You can translate the document:

Introduction

This document outlines the procedures for establishing a connection between the Denodo Platform Virtual DataPort (VDP) Server and Google Vertex AI. Vertex AI is a machine learning (ML) engine service offered by Google's Cloud Platform (GCP) used for training and deploying ML models and AI applications. The guide elaborates on connecting Denodo VDP to Vertex AI through Python code utilizing libraries such as the Denodo Dialect for SQLAlchemy and Jaydebeapi. Additionally, reference is made to the Knowledge Base article titled How to connect to Denodo from Python - a starter for Data Scientists, which presents alternative examples involving different Python libraries.

Overview

This section provides a concise overview of the process. Step 1, creating a Notebook instance in Vertex workbench, is obligatory. After its completion, Step 2 is the recommended method for connecting to Denodo, while Step 3 serves as an alternative to Step 2.
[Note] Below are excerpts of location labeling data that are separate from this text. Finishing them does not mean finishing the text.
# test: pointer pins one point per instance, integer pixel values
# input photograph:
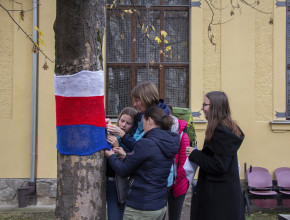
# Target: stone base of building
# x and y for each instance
(45, 193)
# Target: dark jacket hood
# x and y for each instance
(226, 142)
(167, 141)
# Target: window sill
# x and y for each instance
(280, 126)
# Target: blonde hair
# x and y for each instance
(147, 92)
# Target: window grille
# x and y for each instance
(132, 58)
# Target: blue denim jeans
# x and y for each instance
(114, 210)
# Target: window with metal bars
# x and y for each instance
(133, 57)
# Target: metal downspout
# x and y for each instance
(31, 188)
(34, 94)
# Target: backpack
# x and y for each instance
(186, 115)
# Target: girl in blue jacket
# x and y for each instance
(148, 166)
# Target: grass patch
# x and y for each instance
(266, 215)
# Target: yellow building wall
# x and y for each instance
(15, 96)
(247, 62)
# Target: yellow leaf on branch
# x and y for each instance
(41, 42)
(158, 40)
(163, 33)
(39, 32)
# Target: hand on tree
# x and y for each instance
(109, 153)
(120, 152)
(108, 121)
(113, 129)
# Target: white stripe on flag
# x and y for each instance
(82, 84)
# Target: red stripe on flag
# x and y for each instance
(80, 110)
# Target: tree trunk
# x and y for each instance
(79, 29)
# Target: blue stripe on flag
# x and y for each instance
(81, 140)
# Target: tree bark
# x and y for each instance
(79, 30)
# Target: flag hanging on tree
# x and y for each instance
(80, 113)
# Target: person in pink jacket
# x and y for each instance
(177, 192)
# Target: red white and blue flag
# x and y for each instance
(80, 113)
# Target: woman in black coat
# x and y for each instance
(218, 194)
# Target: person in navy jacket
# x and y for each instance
(148, 166)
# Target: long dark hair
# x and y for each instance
(219, 114)
(147, 92)
(160, 118)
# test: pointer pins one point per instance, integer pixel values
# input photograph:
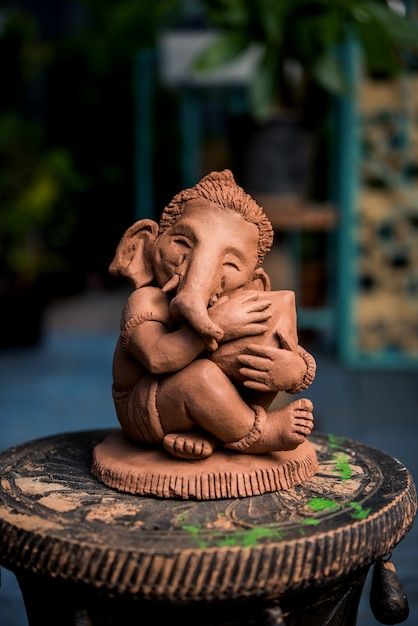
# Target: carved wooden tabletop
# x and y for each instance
(57, 519)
  1. Create/access a Notebook instance in the Workbench of Vertex AI.
  2. Using Denodo Dialect for SQLAlchemy (recommended)
  1. Install the required libraries.
  2. Run the Python code to establish the connection to the Denodo VDP server.
  1. Using Jaydebeapi (alternative)
  1. Upload the Denodo JDBC driver into the instance.
  2. Install the required libraries.
  3. Run the Python code to establish the connection to the Denodo VDP server.
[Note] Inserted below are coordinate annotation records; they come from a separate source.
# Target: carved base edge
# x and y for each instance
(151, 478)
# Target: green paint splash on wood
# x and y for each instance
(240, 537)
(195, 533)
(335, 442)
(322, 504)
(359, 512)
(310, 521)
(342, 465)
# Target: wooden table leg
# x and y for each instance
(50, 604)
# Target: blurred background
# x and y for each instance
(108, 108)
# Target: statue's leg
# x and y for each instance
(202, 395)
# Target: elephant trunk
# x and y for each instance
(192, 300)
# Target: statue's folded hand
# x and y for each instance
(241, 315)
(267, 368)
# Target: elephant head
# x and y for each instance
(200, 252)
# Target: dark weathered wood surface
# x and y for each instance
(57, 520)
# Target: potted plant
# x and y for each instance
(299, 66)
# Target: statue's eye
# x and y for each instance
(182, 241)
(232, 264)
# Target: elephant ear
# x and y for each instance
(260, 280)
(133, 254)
Create a Notebook Instance in Workbench

Vertex AI Workbench is a Jupyter Notebook-based development environment. GCP allows you to run Jupyter Notebook on a Compute Engine (CE) virtual machine with your desired configuration. Proceed with the following steps to create a new Notebook instance.

  • After you log into your GCP account, you will find “Vertex AI” under the Artificial Intelligence section of the Navigation Menu (triple bar symbol) found at the left top corner. This opens the dashboard, click on the “Workbench” option found under the tools listed on the left pane. Note that you need to enable the Notebooks API in the Google Cloud project to be able to manage Vertex AI Workbench resources in Google Cloud.
  • Click User-managed notebooks. A user-managed Notebook instance is a Deep Learning virtual machine instance with the latest machine learning and data science libraries preinstalled.
  • Click New notebook, and then select Python 3.
  • The New notebook window appears.

  • In the New notebook window, enter a Notebook name. For example, my-instance.
  • Choose the Region and Zone where you wish to run your resources.
  • The default properties of the Notebook will be displayed. Keep the settings as default and click Create. If you wish to customize the default values, then click on the pencil icon to change the values as per your needs.
  • Once you click on Create, Vertex AI Workbench creates and automatically starts the instance. When the instance is ready to use, Vertex AI Workbench activates an Open JupyterLab link. Click the Open JupyterLab link found next to your user-managed notebooks instance's name.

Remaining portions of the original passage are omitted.